[REBOL] Re: Enhancement - valid [scheme]? words
From: holger:rebol at: 14-Feb-2001 10:36
On Mon, Feb 12, 2001 at 03:48:07PM +1300, Andrew Martin wrote:
> which return true for wellformed schemes. So that:
> http? http://www.pearl.com?
> would return false, while:
> http? http://www.rebol.com
> would return true.
I don't think that would work the way you want. Consider
http? http://www.pearl.com/?
Is that valid or not ? Probably yes. Browsers certainly accept it, and some
sites (e.g. www.cnn.com) actually use the "?" at the end for internal links
in some situations.
If you want to be able to highlight URLs in, e.g., emails, then what you really
want is not a wellformedness test, but rather a set of heuristics that help you
determine the likely end of a URL within a text stream. Typically the end of the
URL is marked by whitespace, but if your URL is embedded into ordinary English
language text then you may want to account for the most common sentence delimiters
used in the English language as well, and strip them off the end of any recognized URL.

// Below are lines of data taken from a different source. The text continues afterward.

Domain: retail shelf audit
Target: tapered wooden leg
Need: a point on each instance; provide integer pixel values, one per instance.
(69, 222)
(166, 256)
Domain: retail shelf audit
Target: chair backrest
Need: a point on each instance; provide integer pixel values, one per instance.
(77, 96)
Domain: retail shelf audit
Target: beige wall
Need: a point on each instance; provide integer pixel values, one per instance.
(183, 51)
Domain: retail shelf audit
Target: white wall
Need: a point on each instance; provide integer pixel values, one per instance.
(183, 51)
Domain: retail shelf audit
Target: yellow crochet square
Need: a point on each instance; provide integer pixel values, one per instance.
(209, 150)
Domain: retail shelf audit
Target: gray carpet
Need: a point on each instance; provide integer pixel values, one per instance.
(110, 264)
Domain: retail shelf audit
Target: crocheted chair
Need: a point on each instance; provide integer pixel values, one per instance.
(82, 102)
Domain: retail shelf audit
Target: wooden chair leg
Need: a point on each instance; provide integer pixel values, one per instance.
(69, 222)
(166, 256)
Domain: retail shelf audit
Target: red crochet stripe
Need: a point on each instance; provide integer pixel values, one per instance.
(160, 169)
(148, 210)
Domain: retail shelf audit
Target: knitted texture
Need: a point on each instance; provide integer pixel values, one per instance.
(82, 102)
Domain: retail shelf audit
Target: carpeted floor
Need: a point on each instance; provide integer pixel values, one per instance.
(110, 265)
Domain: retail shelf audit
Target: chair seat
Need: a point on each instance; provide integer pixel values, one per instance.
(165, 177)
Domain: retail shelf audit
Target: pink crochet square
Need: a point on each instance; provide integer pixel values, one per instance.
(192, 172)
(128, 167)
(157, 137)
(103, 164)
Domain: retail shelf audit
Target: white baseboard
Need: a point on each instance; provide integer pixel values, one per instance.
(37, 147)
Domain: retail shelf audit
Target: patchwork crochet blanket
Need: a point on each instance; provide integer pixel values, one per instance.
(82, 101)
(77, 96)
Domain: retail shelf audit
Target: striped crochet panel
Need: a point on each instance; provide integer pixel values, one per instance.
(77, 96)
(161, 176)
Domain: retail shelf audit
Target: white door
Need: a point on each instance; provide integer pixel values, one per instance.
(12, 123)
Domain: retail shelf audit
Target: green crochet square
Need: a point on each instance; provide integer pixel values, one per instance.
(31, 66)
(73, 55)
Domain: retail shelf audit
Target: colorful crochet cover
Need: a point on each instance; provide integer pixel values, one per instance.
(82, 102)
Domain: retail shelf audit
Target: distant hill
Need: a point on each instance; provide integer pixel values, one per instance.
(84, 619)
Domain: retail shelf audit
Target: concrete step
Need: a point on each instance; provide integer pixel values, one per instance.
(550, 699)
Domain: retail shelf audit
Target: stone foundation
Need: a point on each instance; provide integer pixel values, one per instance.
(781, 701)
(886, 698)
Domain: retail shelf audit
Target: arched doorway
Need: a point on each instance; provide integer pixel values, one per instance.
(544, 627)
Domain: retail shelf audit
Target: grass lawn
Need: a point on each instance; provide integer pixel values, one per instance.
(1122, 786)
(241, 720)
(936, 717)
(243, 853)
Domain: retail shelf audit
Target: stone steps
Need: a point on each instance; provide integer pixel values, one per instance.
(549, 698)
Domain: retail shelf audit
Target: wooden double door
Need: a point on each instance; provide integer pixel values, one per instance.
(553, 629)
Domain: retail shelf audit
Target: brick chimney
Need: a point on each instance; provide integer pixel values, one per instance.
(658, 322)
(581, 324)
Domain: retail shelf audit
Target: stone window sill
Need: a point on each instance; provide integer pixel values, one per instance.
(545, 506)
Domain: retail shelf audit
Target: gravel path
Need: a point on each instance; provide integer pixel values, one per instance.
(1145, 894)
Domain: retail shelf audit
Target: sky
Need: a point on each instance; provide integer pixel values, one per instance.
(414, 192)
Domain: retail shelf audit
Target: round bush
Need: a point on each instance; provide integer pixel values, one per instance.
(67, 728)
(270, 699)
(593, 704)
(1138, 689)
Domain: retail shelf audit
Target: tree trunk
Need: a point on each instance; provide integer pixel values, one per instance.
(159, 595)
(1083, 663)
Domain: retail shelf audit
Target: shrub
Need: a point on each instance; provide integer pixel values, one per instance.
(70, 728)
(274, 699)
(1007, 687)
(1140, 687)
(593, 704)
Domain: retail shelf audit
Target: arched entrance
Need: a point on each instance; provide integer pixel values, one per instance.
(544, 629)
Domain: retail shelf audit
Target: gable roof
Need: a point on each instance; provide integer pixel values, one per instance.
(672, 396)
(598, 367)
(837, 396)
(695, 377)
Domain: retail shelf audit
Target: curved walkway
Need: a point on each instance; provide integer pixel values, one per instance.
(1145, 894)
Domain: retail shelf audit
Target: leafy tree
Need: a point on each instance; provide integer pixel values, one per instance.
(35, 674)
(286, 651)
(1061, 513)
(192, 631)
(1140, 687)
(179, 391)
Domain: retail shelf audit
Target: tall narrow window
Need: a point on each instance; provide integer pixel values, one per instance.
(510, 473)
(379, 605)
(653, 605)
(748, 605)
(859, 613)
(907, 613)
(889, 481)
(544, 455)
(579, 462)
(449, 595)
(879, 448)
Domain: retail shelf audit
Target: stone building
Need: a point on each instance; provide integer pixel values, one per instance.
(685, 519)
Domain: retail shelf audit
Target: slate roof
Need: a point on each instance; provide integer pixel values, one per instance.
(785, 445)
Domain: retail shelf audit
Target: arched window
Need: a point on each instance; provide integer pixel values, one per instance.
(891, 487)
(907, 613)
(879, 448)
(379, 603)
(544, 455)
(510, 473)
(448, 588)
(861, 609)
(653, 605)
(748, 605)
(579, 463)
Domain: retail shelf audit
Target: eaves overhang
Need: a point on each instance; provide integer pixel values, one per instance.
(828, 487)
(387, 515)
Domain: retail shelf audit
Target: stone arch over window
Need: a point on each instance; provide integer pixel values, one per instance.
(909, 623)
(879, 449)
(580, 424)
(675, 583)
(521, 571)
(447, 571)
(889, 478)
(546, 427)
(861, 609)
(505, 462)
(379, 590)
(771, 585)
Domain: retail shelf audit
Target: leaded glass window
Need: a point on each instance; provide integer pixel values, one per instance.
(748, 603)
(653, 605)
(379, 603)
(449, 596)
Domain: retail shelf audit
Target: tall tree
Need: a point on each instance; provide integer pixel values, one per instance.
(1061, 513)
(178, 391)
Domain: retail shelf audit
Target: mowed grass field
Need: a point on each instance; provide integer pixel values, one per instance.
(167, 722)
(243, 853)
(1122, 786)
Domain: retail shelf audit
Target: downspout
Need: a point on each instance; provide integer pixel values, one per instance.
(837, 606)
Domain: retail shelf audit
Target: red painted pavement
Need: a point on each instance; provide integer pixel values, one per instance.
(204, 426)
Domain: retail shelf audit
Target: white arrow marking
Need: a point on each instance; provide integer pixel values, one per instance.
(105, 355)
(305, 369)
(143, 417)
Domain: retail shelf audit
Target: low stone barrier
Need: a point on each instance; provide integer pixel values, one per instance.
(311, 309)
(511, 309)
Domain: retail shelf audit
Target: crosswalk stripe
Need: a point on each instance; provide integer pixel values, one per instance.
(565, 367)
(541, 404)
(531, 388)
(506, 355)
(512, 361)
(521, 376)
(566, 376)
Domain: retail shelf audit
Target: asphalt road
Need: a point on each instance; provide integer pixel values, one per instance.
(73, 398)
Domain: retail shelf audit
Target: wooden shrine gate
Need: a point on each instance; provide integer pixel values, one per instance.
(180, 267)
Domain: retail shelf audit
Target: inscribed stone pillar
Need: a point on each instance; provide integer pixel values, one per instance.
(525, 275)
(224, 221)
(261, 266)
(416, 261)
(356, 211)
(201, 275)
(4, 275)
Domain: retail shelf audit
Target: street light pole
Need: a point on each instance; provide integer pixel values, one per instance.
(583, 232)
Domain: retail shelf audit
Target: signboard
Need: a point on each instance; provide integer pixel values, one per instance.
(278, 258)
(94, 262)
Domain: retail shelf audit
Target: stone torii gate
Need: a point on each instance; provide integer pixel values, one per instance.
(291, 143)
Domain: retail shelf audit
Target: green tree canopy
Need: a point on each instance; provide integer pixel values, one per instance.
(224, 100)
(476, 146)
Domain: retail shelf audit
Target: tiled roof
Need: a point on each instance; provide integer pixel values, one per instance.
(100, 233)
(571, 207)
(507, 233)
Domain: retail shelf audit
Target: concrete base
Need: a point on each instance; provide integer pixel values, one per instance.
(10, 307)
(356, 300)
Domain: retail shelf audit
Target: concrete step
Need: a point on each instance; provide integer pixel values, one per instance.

For instance if the last character of a URL before whitespace in an email is a
?
then this is most likely a real question mark, not part of the URL, regardless
of whether a "?" at the end of a URL is valid. Same thing for ",", "." etc.
That kind of determination is heuristic in nature though, and cannot be derived
from URL grammar rules. The exact set of heuristics would depend on the context,
e.g. the language of the surrounding text. This can actually get very complicated.
Look at the two examples
"Have a look at http://www.example.com/? for a great time."
"Have you seen http://www.example.com/? Looks cool."
In the first case the "?" appears to be part of the URL, in the second it does not.
--
Holger Kruse
[holger--rebol--com]